The project goal was to develop a machine learning model to predict breast tumor quality.
Two different data sets from a Wisconsin hospital with 570 and 700 cases, respectively, were used to address the problem. The first data set was based exclusively on the cellular level. For each image ten cell features with the corresponding mean, standard error and “worst” (mean of the three largest values) were computed. The second data set provided discrete values from one to ten of cell attributes and mitosis stage.
Both data sets contained heterogenous distribution of benign and malignant groups.

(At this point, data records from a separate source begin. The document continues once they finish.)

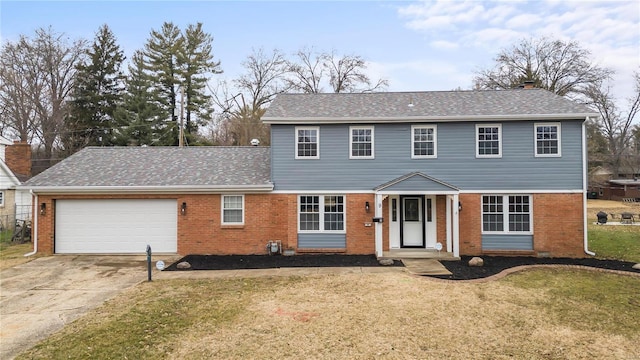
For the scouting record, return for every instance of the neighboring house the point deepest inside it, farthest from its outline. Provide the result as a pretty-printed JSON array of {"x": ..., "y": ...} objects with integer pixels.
[
  {"x": 472, "y": 172},
  {"x": 15, "y": 167},
  {"x": 602, "y": 185}
]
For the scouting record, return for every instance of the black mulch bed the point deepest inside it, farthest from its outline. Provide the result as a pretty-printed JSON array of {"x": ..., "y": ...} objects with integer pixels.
[
  {"x": 237, "y": 262},
  {"x": 460, "y": 269},
  {"x": 495, "y": 264}
]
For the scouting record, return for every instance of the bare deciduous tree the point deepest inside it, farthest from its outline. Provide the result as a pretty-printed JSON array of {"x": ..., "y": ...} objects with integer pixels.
[
  {"x": 37, "y": 77},
  {"x": 561, "y": 67},
  {"x": 616, "y": 126},
  {"x": 307, "y": 72},
  {"x": 346, "y": 74}
]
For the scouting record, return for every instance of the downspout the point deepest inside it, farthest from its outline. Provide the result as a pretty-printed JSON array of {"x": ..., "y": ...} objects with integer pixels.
[
  {"x": 35, "y": 224},
  {"x": 584, "y": 188}
]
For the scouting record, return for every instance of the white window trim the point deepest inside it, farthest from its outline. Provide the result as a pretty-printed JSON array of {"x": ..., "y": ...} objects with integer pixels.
[
  {"x": 499, "y": 126},
  {"x": 535, "y": 139},
  {"x": 222, "y": 209},
  {"x": 505, "y": 216},
  {"x": 321, "y": 219},
  {"x": 317, "y": 129},
  {"x": 435, "y": 141},
  {"x": 351, "y": 128}
]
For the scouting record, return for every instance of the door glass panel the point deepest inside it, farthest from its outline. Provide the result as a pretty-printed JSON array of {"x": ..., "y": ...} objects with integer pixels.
[{"x": 411, "y": 210}]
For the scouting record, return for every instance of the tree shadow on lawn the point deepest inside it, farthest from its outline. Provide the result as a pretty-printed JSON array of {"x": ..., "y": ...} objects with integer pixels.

Taking into consideration, that the output groups were known, we implemented supervised learning algorithms like random forest and logistic regression. Accuracy was chosen as a metric to obtain a comparison between algorithms performances. These steps were carried out with Dataiku, the platform democratizing access to data and enabling enterprises to build their own path to AI.
Random forest approach performed with an accuracy of 99,7 % and of 99,3% respectively.
Using random forest method we obtained the importance of used variables of both data sets. For the first data set the means of the three largest values were critical for making predictions. It was notable that mitosis stage of the second date set played no role for the prediction.
Logistic regression approach performed with an accuracy of 99.6% in both cases. The confusion matrices based on the optimized F1-score were stored. The false prediction of benign tumor instead of malignant was penalized higher.
The threshold of the confusion matrices corresponded to the number beyond which the prediction was considered positive , the values were set to 0.475 and 0.25.